Complex posterior amalgam restorations should be considered when large amounts of tooth structure are missing and when one or more cusps need capping (Fig. 16-1).1 Complex amalgams can be used as (1) definitive final restorations, (2) foundations, (3) control restorations in teeth that have a questionable pulpal or periodontal prognosis, or (4) control restorations in teeth with acute or severe caries. When determining the appropriateness of a complex amalgam restoration, the factors discussed in the following sections must be considered.

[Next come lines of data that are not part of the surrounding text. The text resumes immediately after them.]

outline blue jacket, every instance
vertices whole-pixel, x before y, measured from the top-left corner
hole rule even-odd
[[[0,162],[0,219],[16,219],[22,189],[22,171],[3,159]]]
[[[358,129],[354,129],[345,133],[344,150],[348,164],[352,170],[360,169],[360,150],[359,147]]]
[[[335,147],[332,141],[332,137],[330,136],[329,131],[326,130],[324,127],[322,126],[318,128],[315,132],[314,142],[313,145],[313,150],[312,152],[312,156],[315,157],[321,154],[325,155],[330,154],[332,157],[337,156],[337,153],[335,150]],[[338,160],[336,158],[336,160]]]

In a tooth with severe caries or existing restorative material, any undermined enamel or weak tooth structure subject to fracture must be removed and restored. Usually, a weakened tooth is best restored with a properly designed indirect (usually cast) restoration that prevents tooth fracture caused by mastication forces (see Chapter 17). In selected cases, amalgam preparations that improve the resistance form of a tooth can be designed (Fig. 16-2).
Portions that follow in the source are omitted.